Benjamin Wilson

science historian, professor

Cambridge, US

physics history anthropology science
About

Benjamin Wilson’s research focuses on the history of modern physics and the intellectual history of the nuclear age, examining how national security priorities and regimes of secrecy shaped knowledge in the Cold War era. He has written previously about the development of the field of nonlinear optics—the study of the interaction between matter and high-intensity light—by defense consultants who strove, in the 1960s, to design laser weapons for ballistic missile defense. Another project explored a precision test of general relativity carried out with a US Air Force-funded ballistic missile-tracking radar. He is working on his first book, Strange Stability, an intellectual and political history of the idea of stability in American nuclear strategy. Stability was a guiding principle of Cold War strategic thought—the foundation of mutual assured destruction and superpower strategic arms control.
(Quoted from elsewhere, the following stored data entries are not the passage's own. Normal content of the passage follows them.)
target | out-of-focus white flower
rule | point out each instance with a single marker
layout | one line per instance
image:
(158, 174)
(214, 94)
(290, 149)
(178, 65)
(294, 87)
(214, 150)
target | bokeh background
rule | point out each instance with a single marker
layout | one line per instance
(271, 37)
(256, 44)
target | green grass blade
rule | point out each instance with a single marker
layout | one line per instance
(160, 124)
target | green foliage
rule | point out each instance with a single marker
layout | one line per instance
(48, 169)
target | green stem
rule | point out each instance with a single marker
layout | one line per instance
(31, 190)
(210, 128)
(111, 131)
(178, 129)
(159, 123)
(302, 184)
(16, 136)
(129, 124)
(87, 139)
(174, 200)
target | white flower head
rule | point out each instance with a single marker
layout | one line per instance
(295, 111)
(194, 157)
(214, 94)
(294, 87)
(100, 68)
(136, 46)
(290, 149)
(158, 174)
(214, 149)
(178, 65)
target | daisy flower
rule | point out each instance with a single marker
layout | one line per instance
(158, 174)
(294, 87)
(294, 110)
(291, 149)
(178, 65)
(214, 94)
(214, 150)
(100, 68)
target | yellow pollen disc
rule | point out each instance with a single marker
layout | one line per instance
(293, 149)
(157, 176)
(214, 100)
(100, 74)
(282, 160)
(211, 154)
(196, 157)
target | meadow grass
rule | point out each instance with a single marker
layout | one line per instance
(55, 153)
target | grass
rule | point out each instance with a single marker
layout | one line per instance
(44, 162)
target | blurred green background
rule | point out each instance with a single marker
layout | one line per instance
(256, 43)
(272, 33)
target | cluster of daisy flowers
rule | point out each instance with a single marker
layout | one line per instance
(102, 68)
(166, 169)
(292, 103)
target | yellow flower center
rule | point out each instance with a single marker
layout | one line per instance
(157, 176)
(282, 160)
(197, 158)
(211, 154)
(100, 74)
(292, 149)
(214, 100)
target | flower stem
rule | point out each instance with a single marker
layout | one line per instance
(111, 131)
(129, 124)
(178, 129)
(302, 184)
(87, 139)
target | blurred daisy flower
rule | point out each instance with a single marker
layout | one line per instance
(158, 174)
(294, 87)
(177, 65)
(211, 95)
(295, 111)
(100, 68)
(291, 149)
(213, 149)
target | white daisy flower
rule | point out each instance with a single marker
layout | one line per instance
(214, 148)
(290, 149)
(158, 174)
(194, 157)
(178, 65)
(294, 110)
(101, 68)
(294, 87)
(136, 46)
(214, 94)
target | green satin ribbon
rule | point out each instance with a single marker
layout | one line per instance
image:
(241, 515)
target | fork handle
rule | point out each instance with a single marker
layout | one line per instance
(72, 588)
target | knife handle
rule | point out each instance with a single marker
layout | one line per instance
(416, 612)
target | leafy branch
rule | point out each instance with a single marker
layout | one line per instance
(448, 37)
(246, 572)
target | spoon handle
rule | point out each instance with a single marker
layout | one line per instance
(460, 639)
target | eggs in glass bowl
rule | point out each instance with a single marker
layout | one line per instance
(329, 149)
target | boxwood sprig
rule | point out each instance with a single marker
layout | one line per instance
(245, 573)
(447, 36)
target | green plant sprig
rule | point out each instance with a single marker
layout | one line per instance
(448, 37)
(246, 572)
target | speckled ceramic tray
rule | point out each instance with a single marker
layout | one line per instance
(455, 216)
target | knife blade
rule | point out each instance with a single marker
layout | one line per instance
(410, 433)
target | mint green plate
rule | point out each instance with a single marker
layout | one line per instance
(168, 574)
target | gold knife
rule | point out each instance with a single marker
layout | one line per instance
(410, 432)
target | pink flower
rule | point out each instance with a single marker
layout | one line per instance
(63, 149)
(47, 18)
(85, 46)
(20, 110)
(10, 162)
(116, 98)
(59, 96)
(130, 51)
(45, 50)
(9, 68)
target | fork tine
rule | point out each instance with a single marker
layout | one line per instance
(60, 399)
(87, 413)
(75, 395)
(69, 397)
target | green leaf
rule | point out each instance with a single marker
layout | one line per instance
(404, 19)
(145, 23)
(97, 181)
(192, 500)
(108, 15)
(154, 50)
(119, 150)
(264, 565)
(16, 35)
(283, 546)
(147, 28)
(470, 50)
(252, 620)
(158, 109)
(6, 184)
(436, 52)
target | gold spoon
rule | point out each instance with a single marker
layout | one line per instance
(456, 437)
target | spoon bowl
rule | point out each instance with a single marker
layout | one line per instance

The book shows how the concept was not (as long assumed) a natural or inevitable idea in nuclear analysis, but was imported from technical modeling practices in economics and cybernetics, and nurtured by a community of consultant-experts straddling worlds of secrecy and openness. Wilson earned his PhD in 2014 from MIT's Program in History, Anthropology, and Science, Technology, and Society. He received master’s degrees in physics from Yale University and the University of Toronto, and a bachelor’s degree in engineering physics from the University of Saskatchewan. From 2015-17 he was a Postdoctoral Fellow at the Max Planck Institute for the History of Science in Berlin. In 2014-15 he was a Stanton Nuclear Security Postdoctoral Fellow, and in 2013-14 he held a MacArthur Nuclear Security Predoctoral Fellowship, both at Stanford University’s Center for International Security and Cooperation.